И дом тоже, пусть старый, чуть покосившийся, но ощущения развалины не производит. Вон, за темным стеклом видны занавесочки. А на лавке примостилось ведро, наполненное до краев. На глади воды покачивался желтый лист. Под лавкой нашлись тазы. Пара горшков висела на ограде. А рядом с ними – вычищенный, вывешенный сохнуть половик.
Кому понадобилось убивать эту женщину?
Зачем?
- Зима, - Тихоня вынырнул из зарослей малины и поманил меня рукой. – Сюда иди.
Я и подошла.
- Это Татьяна Сергеевна, - Тихоня вытащил из зарослей сухонькую старушку в белом платочке. – Соседка…

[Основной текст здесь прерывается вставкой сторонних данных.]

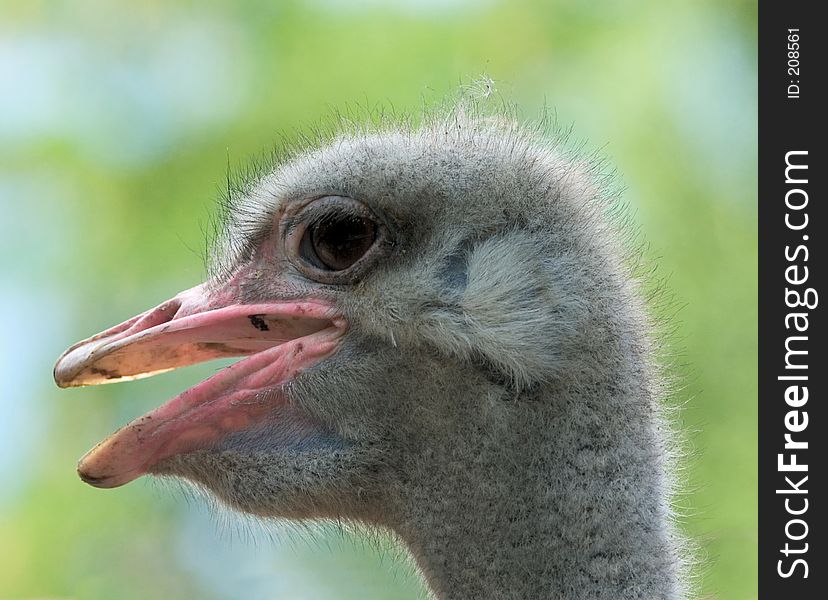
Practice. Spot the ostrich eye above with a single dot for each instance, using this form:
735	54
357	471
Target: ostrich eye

- Зима, - сказала я. – Стало быть, вы знали Ингу?
Татьяна Сергеевна разглядывала меня пристально, явно раздумывая, достойна ли я беседы, но после вздохнула, кивнула и осенила себя крестом.
- Упокой, Господь, душу её… натерпелась, страдалица… там вон калиточка есть, только проволокой замотана. Это Инга замотала. Вот что за имя-то? Дали дитяти нерусское, с того все беды… ты иди-ка, калиточку отвори. Не дело это… а после уж, как поговорите с окаянною, так и ко мне заглянете. Я чаю вон поставлю, ежель дров наносит кто…
- Тихоня?
- И наношу, и поколю, и вовсе помогу, чем надобно…

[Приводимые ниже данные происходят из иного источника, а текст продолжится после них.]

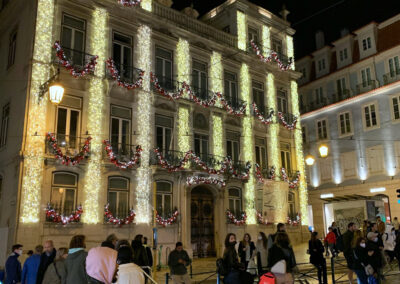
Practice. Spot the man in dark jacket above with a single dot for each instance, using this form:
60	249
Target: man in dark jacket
13	266
46	259
177	261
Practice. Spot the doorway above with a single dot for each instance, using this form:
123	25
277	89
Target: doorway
202	222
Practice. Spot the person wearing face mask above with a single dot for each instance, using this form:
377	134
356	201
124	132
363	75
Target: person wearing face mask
13	265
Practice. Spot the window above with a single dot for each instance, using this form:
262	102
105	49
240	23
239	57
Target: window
164	198
394	66
285	157
5	116
366	77
282	101
345	123
164	67
164	126
199	80
120	129
370	116
118	196
231	88
122	54
235	201
233	145
12	48
63	192
261	152
258	95
73	39
68	121
322	129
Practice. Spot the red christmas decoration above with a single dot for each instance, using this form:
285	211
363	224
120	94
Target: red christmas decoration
115	75
109	217
233	220
66	160
53	216
88	68
273	56
122	165
166	222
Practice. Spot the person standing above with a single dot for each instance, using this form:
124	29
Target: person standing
178	260
13	265
46	259
347	249
31	267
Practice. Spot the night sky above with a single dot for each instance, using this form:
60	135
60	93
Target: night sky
309	16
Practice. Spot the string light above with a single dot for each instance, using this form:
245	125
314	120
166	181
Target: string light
145	97
35	144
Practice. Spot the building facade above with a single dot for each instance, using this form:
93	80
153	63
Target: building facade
349	101
184	86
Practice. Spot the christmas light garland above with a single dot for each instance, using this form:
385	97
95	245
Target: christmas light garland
264	120
166	222
53	216
273	56
226	165
205	180
122	165
88	68
115	75
233	220
291	126
109	217
66	160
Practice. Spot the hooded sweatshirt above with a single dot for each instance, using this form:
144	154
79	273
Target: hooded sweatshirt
101	263
389	238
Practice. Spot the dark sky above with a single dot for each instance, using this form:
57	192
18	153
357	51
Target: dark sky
308	16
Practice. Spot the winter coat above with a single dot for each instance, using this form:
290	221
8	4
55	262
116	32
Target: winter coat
55	273
30	270
13	269
45	261
130	273
75	267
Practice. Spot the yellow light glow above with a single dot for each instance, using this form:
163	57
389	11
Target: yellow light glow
35	144
298	142
93	184
241	30
144	138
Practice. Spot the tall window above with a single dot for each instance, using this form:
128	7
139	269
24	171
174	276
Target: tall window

Что ж, соседка – это хорошо, а та, которая говорить готова, и без того лучше. Конечно, сомневаюсь, что скажет что-то новое, но…
Любая информация важна.
Я вернулась к Бекшееву.
- Я ж её так любила, так любила… - Мария уже причитала, но вот не слишком-то искренне, без души. – А она… из дому ушла… про мать родную забыла! Я уж ей-то…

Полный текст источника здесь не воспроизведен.